Tags are both a condition and an action in the rule DSL:
  • As a condition, rules can match on tags contains "needs-review" or tags not_contains "disputed" to gate which transactions they affect.
  • As an action, rules can add_tag or remove_tag to manage tag state automatically. A rule that adds a tag can be scheduled (trigger on_create during sync) or run retroactively against historical data.
This is how you build workflow tags that behave like needs-review: define a tag, then write rules that apply or remove it under the conditions you care about.

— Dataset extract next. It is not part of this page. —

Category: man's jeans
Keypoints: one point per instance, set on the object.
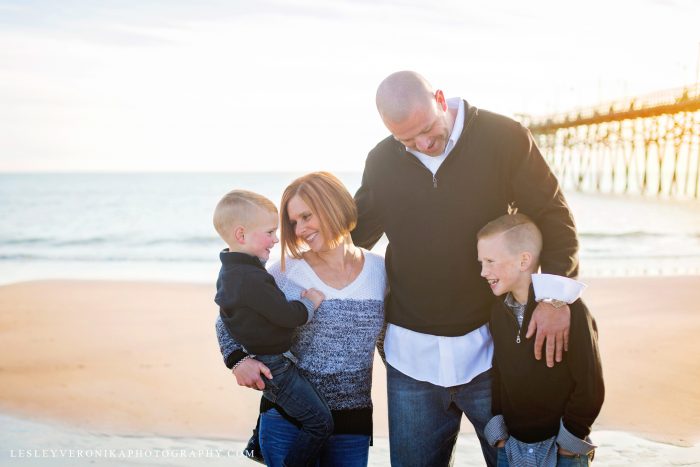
(424, 418)
(300, 400)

Example: a disputed-charges workflow

Suppose you want a dedicated queue for charges you intend to contest with your bank. The ingredients:
1

Create a `disputed` tag (ephemeral)

From Tags in the dashboard, add a new tag with slug disputed, lifecycle ephemeral, and a description like “Charge we’re contesting — remove with outcome note when resolved.” Ephemeral means the note you leave when you take it off becomes part of the transaction’s history.
2

Apply it when you see a bad charge

Tag the transaction manually from the dashboard, or have an agent tag it by name pattern via update_transactions. No rule necessary — you apply it reactively.
3

Use `?tags=disputed` as your queue

Same pattern as review: filter the transactions list to tags=disputed and the page becomes your dispute-tracking view. No new UI needed.
4

Resolve with a note

When the bank refunds or rejects the dispute, remove the tag and record the outcome (“Refunded $42.18 on 2026-04-14”). Because the tag is ephemeral, the note is saved to the activity timeline and you can look back months later and see exactly how each dispute played out.
The review workflow is the same shape — just with a different tag slug.